Un nouveau paysage pour le secteur du voyage

Le modèle d’agence
Le secteur du voyage entre dans une nouvelle phase de croissance. Les canaux de réservation digitaux continuent de transformer les usages et les agences de voyage en ligne (OTA) se sont imposées au cœur de cet écosystème.
Mais le vrai changement ne concerne plus seulement la façon dont les voyageurs réservent. Il concerne surtout la manière dont l’argent circule sur ces plateformes. Historiquement, les OTA fonctionnaient avec un modèle d’agence. Dans ce modèle, le fournisseur reste le merchant of record et reçoit directement le paiement des voyageurs. L’OTA touche ensuite une commission après la réservation, ce qui limite l’accès à la trésorerie immédiate et augmente la pression sur le fonds de roulement à mesure que les volumes grandissent. Selon un rapport d’Onyx CenterSource, spécialiste mondial des paiements de commissions dans l’hôtellerie, les OTA attendent en moyenne 42 jours avant de recevoir leur commission. [1]
L’essor du modèle merchant of record a complètement changé la donne. Avec ce modèle, les OTA encaissent les fonds dès la réservation, puis règlent les fournisseurs selon des délais variables : parfois presque immédiatement, parfois au moment du check-in, voire après le séjour.
En période de croissance, ce fonctionnement offre un vrai avantage de trésorerie. Mais cette même flexibilité peut vite devenir une contrainte, selon le fournisseur à payer et les conditions de règlement en place.

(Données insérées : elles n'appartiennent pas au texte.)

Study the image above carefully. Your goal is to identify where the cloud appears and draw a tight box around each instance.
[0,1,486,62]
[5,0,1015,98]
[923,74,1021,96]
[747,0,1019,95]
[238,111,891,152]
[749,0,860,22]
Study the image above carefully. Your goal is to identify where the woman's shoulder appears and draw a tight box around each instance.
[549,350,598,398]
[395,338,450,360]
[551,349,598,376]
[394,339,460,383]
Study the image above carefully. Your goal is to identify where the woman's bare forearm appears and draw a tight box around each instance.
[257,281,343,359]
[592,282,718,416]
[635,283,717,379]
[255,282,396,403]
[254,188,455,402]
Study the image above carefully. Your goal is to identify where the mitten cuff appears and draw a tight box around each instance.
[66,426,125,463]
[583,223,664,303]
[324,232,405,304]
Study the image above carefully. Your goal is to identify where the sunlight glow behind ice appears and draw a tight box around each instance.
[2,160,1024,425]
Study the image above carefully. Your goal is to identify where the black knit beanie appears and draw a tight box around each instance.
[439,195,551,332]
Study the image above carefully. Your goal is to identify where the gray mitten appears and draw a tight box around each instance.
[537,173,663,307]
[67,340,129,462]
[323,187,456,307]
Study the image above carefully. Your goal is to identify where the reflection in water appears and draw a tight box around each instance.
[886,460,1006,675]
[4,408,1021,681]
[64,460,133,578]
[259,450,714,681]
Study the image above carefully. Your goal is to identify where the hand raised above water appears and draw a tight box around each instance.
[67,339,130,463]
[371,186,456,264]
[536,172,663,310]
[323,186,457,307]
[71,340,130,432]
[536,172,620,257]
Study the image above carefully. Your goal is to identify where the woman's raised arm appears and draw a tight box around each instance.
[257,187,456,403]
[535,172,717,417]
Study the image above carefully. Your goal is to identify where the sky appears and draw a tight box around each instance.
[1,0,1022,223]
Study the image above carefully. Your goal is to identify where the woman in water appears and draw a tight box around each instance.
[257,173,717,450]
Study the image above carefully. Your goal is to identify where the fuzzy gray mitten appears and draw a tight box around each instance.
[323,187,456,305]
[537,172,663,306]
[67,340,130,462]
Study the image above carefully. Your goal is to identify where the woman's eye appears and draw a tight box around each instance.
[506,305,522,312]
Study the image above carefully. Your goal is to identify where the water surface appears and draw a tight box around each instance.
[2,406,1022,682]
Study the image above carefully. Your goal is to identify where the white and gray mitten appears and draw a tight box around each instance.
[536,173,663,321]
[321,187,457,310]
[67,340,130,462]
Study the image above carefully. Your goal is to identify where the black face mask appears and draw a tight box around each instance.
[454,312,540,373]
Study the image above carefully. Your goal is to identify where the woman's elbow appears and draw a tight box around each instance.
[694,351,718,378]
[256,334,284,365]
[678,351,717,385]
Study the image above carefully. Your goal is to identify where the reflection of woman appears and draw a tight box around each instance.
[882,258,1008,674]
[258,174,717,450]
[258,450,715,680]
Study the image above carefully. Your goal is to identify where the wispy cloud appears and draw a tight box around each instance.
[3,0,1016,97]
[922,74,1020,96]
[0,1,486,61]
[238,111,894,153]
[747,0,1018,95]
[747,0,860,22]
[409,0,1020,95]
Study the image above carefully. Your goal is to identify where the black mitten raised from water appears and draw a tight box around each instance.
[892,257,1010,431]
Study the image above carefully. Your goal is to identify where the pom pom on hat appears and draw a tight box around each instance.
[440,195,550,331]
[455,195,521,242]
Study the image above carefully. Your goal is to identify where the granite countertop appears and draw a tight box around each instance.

Le modèle merchant of record
Aujourd’hui, beaucoup de grandes plateformes utilisent des modèles hybrides selon les flux de paiement, le type de fournisseur ou la catégorie de produit. Mais le modèle merchant of record reste le plus répandu et a profondément changé le rôle des OTA. Elles se positionnent désormais entre la demande des voyageurs et les fournisseurs et pilotent l’ensemble du cycle de la transaction.
Les flux financiers sont devenus le socle du business model du secteur.
Or, la demande de voyage est volatile par nature. C’est particulièrement vrai pour les plateformes conçues pour comparer facilement les offres et réserver avec flexibilité. Les voyageurs peuvent réserver plusieurs options et, si besoin, annuler sans difficulté. Résultat, en 2025, le taux d’annulation des réservations d’hôtel via une OTA atteint 21,8 %, soit plus du double du taux observé pour les réservations directes (10,6 %). [3] Cette situation crée un risque important, car la trésorerie peut rapidement être absorbée par les remboursements.
Cette volatilité affecte aussi l’accès des OTA au financement court terme et la perception du secteur par les prêteurs traditionnels. Entre les variations constantes de la demande et les récentes restrictions en termes de voyage ces dernières années, la prudence reste de mise.
À mesure que les OTA se développent à l’international, la complexité augmente. Les paiements circulent entre différentes devises, juridictions et réglementations, tandis que les transactions transfrontalières dépassent largement les volumes domestiques.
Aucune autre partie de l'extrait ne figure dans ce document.